Author(s): Graumann U, Reynolds R, Steck AJ, SchaerenWiemers N
Abstract Share this page
Abstract Multiple sclerosis is a chronic inflammatory disease of the CNS leading to focal destruction of myelin, still the earliest changes that lead to lesion formation are not known. We have studied the gene-expression pattern of 12 samples of normal appearing white matter from 10 post-mortem MS brains. Microarray analysis revealed upregulation of genes involved in maintenance of cellular homeostasis, and in neural protective mechanisms known to be induced upon ischemic preconditioning. This is best illustrated by the upregulation of the transcription factors such as HIF-1alpha and associated PI3K/Akt signalling pathways, as well as the upregulation of their target genes such as VEGF receptor 1. In addition, a general neuroprotective reaction against oxidative stress is suggested.

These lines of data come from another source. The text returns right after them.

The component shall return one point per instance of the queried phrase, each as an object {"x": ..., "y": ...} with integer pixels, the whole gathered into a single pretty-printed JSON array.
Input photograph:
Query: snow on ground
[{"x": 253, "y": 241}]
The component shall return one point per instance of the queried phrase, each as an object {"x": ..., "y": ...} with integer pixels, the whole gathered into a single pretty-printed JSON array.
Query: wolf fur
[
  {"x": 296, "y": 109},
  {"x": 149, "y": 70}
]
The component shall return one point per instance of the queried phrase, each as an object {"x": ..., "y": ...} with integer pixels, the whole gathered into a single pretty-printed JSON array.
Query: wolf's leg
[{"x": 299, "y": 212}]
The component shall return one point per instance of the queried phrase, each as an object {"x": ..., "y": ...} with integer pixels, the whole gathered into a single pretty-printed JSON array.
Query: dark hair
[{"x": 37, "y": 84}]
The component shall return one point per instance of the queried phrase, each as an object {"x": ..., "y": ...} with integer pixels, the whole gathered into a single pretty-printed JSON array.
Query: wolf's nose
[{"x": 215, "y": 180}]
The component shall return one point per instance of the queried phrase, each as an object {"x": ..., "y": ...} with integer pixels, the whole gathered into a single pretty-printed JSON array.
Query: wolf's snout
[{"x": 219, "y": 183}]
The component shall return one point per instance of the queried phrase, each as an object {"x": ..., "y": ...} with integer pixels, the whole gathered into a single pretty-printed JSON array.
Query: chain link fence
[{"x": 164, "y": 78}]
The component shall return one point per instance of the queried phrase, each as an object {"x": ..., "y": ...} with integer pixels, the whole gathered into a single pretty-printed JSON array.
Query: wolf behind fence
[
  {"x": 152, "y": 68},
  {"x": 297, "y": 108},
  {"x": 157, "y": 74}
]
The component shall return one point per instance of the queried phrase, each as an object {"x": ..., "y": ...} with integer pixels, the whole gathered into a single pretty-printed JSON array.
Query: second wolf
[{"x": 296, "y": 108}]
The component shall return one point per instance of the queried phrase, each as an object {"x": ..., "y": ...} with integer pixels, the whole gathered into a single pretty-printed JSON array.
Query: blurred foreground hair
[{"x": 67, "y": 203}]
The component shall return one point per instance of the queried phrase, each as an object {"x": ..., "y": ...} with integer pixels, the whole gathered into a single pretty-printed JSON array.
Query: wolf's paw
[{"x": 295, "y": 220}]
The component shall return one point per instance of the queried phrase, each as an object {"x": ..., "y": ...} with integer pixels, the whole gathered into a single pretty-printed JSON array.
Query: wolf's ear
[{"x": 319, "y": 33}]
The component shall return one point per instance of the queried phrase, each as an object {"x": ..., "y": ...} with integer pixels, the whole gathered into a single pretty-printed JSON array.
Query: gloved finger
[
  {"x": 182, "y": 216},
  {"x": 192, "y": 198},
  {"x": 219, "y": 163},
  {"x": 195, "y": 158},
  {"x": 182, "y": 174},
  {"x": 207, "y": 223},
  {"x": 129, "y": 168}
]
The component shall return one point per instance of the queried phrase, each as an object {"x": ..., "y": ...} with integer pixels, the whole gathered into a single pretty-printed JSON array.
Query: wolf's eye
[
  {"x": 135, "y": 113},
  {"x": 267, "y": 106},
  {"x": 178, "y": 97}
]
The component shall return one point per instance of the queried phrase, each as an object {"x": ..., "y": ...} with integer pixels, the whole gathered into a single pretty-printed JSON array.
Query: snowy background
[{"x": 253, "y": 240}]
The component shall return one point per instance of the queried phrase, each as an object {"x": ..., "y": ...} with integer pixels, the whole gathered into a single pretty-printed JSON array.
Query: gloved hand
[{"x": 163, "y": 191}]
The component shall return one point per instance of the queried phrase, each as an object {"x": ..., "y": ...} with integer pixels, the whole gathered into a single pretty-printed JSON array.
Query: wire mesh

These molecular changes might reflect an adaptation of cells to the chronic progressive pathophysiology of MS. Alternatively, they might also indicate the activation of neural protective mechanisms allowing preservation of cellular and functional properties of the CNS. Our data introduce novel concepts of the molecular pathogenesis of MS with ischemic preconditioning as a major mechanism for neuroprotection. An increased understanding of the underlying mechanisms may lead to the development of new more specific treatment to protect resident cells and thus minimize progressive oligondendrocyte and axonal loss.